I componimenti di Valerio Mello sono rivoli di un torrente che sanno diramarsi nella macchia verdeggiante del pensiero meditato; sono nutrimento fecondo per il profondo sul quale aleggia la Divinità come dolce refolo del ricordo. Nei percorsi poetici e interiori del Poeta, l’Hypsas si fa specchio sferico sui cui riflessi è possibile cogliere l’essenza del vero che appare in attimi improvvisi. Aedo tra i campi del Belice, il Mello canta con sapienza e ricercati vocaboli la terra natale quale pianeta promesso sempre vivo in lui. Il poeta fa di quelle correnti corde di una cetra onirica con la quale si avventura negli inferi dell’esistere per liberare l’Amore, il caro Amore nascosto dietro pietre dure e fredde disseminate nella vita come un novello Orfeo.  È pastore virgiliano sui sentieri bucolici in contemplazione dalla sommità della rupe dei miti, dei fiumi d’inchiostro nei quali poter ritrovare radici e consapevolezza: bagliori, riflessi di sirene e ninfe, echi, canti, pianti risonanti di mondi antichi. Riaccordandosi con forza vellutata all’Eterno oscurato, di cui Eraclito fu la voce, Valerio Mello riannoda il pensiero antico a quello del suo tempo, restituendo all’uso delle parole non solo la sonorità di ogni segno scolpito sulla pietra, quanto la chiarità intrinseca della miniera dell’umanità smarrita e, lo fa senza volgersi indietro, risalendo i labirinti infernali, attraversando radure, guardando a lune magiche che sanno trasfigurare il funesto in incantevoli volte del Silenzio. Nell’autore pulsano gli echi leopardiani che fanno capriole tra le oasi della saggezza, nei deserti d’anime dove le dune solitarie fanno d’altare ai miraggi adulatori che, alla sete del giusto tendono trappole.

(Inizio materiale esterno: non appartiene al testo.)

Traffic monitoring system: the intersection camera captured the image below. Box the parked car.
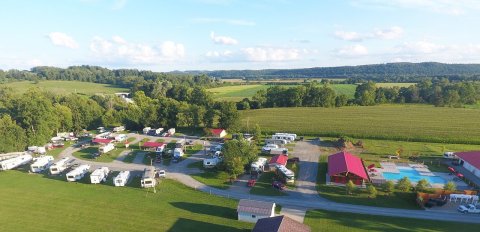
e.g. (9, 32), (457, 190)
(262, 144), (279, 153)
(247, 179), (256, 187)
(458, 204), (480, 214)
(272, 181), (286, 190)
(157, 170), (166, 178)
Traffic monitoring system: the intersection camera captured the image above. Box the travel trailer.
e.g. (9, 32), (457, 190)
(275, 165), (295, 183)
(114, 134), (127, 142)
(49, 157), (72, 175)
(141, 168), (157, 188)
(99, 143), (115, 154)
(66, 164), (90, 182)
(203, 157), (222, 168)
(251, 157), (268, 173)
(113, 171), (130, 187)
(30, 155), (54, 173)
(90, 167), (110, 184)
(264, 139), (287, 146)
(113, 126), (125, 132)
(0, 154), (33, 171)
(143, 127), (151, 134)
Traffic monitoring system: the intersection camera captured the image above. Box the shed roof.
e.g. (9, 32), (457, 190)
(211, 128), (226, 135)
(252, 215), (311, 232)
(328, 151), (368, 180)
(455, 151), (480, 170)
(92, 138), (113, 144)
(142, 141), (165, 148)
(237, 199), (275, 215)
(269, 155), (288, 166)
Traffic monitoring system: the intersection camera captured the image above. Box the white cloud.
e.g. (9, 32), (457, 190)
(206, 50), (233, 57)
(210, 32), (238, 45)
(350, 0), (480, 15)
(241, 47), (302, 62)
(336, 44), (369, 57)
(89, 36), (185, 64)
(396, 41), (445, 54)
(334, 26), (404, 41)
(48, 32), (79, 49)
(192, 18), (256, 26)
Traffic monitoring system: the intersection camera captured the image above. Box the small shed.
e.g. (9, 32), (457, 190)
(252, 215), (311, 232)
(210, 128), (227, 138)
(328, 151), (368, 185)
(237, 199), (275, 223)
(455, 151), (480, 178)
(268, 155), (288, 170)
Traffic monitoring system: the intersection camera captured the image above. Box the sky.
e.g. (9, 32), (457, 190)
(1, 0), (480, 71)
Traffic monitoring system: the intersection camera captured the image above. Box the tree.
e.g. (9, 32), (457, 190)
(383, 180), (395, 195)
(367, 184), (377, 198)
(253, 124), (262, 141)
(54, 103), (73, 132)
(354, 81), (377, 106)
(0, 115), (27, 152)
(221, 139), (258, 180)
(335, 94), (349, 107)
(202, 108), (216, 128)
(416, 179), (429, 192)
(396, 177), (412, 192)
(444, 181), (456, 191)
(345, 180), (356, 194)
(217, 102), (240, 131)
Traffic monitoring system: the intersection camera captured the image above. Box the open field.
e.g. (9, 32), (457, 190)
(3, 81), (128, 96)
(240, 105), (480, 144)
(376, 82), (416, 88)
(304, 209), (478, 232)
(0, 171), (250, 232)
(189, 163), (232, 190)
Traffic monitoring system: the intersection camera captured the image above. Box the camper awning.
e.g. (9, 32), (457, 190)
(142, 142), (165, 148)
(92, 138), (113, 144)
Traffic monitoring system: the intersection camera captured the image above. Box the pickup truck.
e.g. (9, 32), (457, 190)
(458, 204), (480, 214)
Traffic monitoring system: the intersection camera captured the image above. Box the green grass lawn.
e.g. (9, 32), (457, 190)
(250, 172), (287, 196)
(0, 171), (251, 232)
(304, 209), (478, 232)
(190, 166), (232, 190)
(72, 145), (125, 163)
(47, 141), (73, 157)
(185, 144), (204, 156)
(241, 105), (480, 144)
(4, 80), (128, 96)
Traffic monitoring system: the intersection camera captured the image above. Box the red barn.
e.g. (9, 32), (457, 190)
(328, 151), (369, 185)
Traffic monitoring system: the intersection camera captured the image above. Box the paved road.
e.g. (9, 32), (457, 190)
(55, 134), (480, 224)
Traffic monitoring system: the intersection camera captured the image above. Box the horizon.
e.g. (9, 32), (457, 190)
(2, 1), (480, 71)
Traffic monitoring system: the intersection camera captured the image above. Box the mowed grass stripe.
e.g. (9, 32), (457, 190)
(240, 105), (480, 144)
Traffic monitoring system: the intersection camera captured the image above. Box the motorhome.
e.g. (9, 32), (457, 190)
(30, 155), (54, 173)
(0, 154), (33, 171)
(270, 148), (288, 155)
(114, 171), (130, 187)
(275, 165), (295, 183)
(264, 139), (287, 146)
(251, 157), (268, 173)
(143, 127), (151, 134)
(141, 168), (157, 188)
(203, 157), (222, 168)
(99, 143), (115, 154)
(90, 167), (110, 184)
(271, 134), (295, 143)
(49, 157), (71, 175)
(66, 164), (90, 182)
(113, 126), (125, 132)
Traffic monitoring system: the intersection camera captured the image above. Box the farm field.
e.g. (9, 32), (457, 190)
(3, 81), (128, 96)
(0, 171), (251, 232)
(240, 105), (480, 144)
(376, 82), (415, 88)
(304, 209), (478, 232)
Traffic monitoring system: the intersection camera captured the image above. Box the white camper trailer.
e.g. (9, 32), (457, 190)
(251, 157), (268, 173)
(49, 157), (71, 175)
(66, 164), (90, 182)
(264, 139), (287, 146)
(90, 167), (110, 184)
(167, 128), (175, 136)
(203, 157), (222, 168)
(271, 134), (295, 143)
(0, 154), (33, 171)
(173, 148), (184, 159)
(30, 155), (54, 173)
(114, 171), (130, 187)
(113, 126), (125, 132)
(274, 133), (297, 139)
(275, 164), (295, 183)
(99, 143), (115, 154)
(28, 146), (47, 155)
(143, 127), (152, 134)
(141, 168), (157, 188)
(114, 134), (127, 142)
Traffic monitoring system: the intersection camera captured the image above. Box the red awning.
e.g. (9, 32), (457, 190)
(92, 138), (114, 144)
(142, 141), (165, 148)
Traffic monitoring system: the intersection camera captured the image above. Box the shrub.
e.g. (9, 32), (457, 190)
(396, 177), (412, 192)
(345, 180), (356, 195)
(444, 181), (456, 191)
(367, 184), (377, 198)
(383, 180), (395, 194)
(416, 179), (430, 192)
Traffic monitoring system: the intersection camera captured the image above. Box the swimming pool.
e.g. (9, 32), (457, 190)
(382, 167), (447, 184)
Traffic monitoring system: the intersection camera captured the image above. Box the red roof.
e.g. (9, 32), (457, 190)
(455, 151), (480, 170)
(269, 155), (288, 166)
(328, 151), (368, 180)
(142, 141), (165, 148)
(211, 128), (226, 135)
(92, 138), (114, 144)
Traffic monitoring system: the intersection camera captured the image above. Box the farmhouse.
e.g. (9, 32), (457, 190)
(328, 151), (369, 185)
(455, 151), (480, 178)
(210, 128), (227, 138)
(237, 199), (275, 223)
(268, 155), (288, 170)
(252, 215), (311, 232)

Corrispondenze argentate lo rendono pellegrino tra il serpeggiare selvaggio del Fiume Hypsas e i raggi come remi di Iside, barca nel cui grembo sono custodite tutte le cose perse dai terrestri: beni materiali e beni spirituali, accumulati disordinatamente dalla sopravvivenza morale.  Su quella barca si avventurò Astolfo per restituire all’amico Orlando il senno perso. E’ un viaggio d’eletti, fino al tempio dove il crepitio del fuoco sacro con le lingue color zafferano sanno fare dell’acqua e il sale una conca di sapienza, una acquasantiera di Speranza ed elevazione per tutti coloro che sanno ascoltare e mettersi in cammino, nonostante lo scherno e l’ignoranza di molti, insensibili ai voli di consapevolezza nei teatri della saggezza, ma invidiosi preferiscono starsene ripiegati su tanta presunzione non essendo capaci d’udire il sussurro della memoria o di compiere il periplo tra universi visionari e soluzioni geniali al pari di Odisseo. 

 

Valerio Mello nasce ad Agrigento nel 1985. Studi classici, Laurea in Giurisprudenza. Vive a Milano dal 2011.
Ha pubblicato otto libri di poesia, fra i quali i più recenti “Rive” e “Hypsas” (Ensemble editore); le sue opere sono rappresentate per l’Italia e per l’estero dall’agenzia Edelweiss.

I suoi libri sono stati presentati, tra gli altri, dai professori universitari Gianmarco Gaspari, Roberto Salsano,
Rosalma Salina Borello, Alberto Destro, Valter Boggione, Enrico Mattioda, Ignazio Castiglia, in varie città italiane.

Sulla sua poetica hanno scritto Roberto Salsano (Una poetica di ombra e di luce: Asfalto di Valerio Mello, in Misure Critiche, anno XIV, Salerno, La Fenice Editore, 2015) e Ignazio Castiglia (Non conoscere, non
riconoscere: l’«enigma» della vita e della poesia nella scrittura di Valerio Mello, in Critica Letteraria, Anno XLVIII, Napoli, Paolo Loffredo, 2020).

Nel 2023 è stato nominato motu proprio Accademico Cavaliere di Grazia dall’Accademia de’ Nobili di Firenze per meriti letterari e culturali e Cavaliere della Real Confraternita di San Teotonio del Portogallo.